SELECTION OF GAS GENERATOR PARAMETERS FOR HYDROGEN STORAGE AND SUPPLY SYSTEM FOR CONTROL OF ITS TECHNICAL CONDITION

It is shown that the basis for the selection of parameters of the gas generator of the hydrogen storage and supply system when monitoring its technical condition is the Mikhailov equation. The frequency and amplitude of the pressure self-oscillations in the gas generator cavity are used as the monitored parameters. Expressions for these parameters are obtained and recommendations are given regarding the determination of express estimates of the parameters of self-oscillations in the gas generator. These options involve the use of a priori given value of the methodological error, which is due to the approximation of the trigonometric function.
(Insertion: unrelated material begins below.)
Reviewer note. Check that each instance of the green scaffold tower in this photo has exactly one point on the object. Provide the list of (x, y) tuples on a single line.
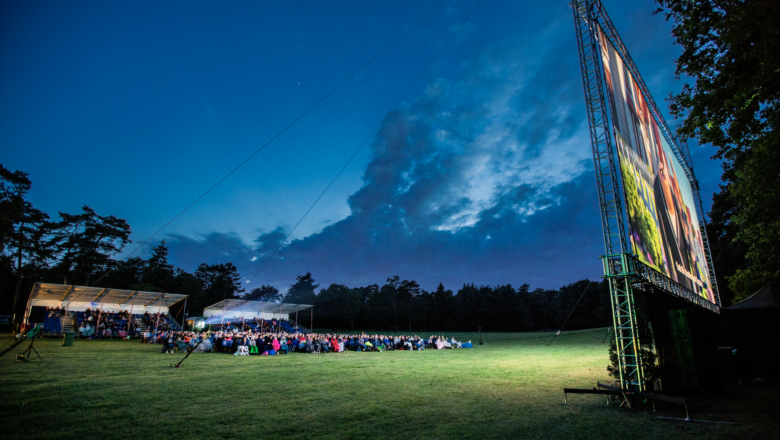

To determine the amplitude of self-oscillations in the gas generator of the hydrogen storage and supply system, a biquadratic algebraic equation was obtained, the root of which is a function of the time parameters of the gas generator of the hydrogen storage and supply system, the parameters of the nonlinear element - the pressure sensor, as well as the generalized transmission coefficient. It is noted that the minimum amplitude of self-oscillations is determined by the value of the dead zone of the pressure sensor. A condition was obtained to ensure the minimum value of the amplitude of oscillations in the gas generator of the hydrogen storage and supply system and it was shown that for its implementation it is advisable to vary the gain coefficient of the amplifier in the electric motor control circuit. The results obtained are generalized in the form of graphical dependencies that provide express estimates of the parameters of self-oscillations in the gas generator of the hydrogen storage and supply system when monitoring its technical condition. The scientific novelty of the research lies in the fact that using the Mikhailov equation, which includes as a component the equivalent complex transfer coefficient of the gas generator pressure sensor, the parameters of self- oscillations used to implement the option of monitoring its technical condition have been determined. The practical significance of the research lies in the fact that monitoring the technical condition of the gas generator can be carried out without the use of equipment that provides the formation of test signals.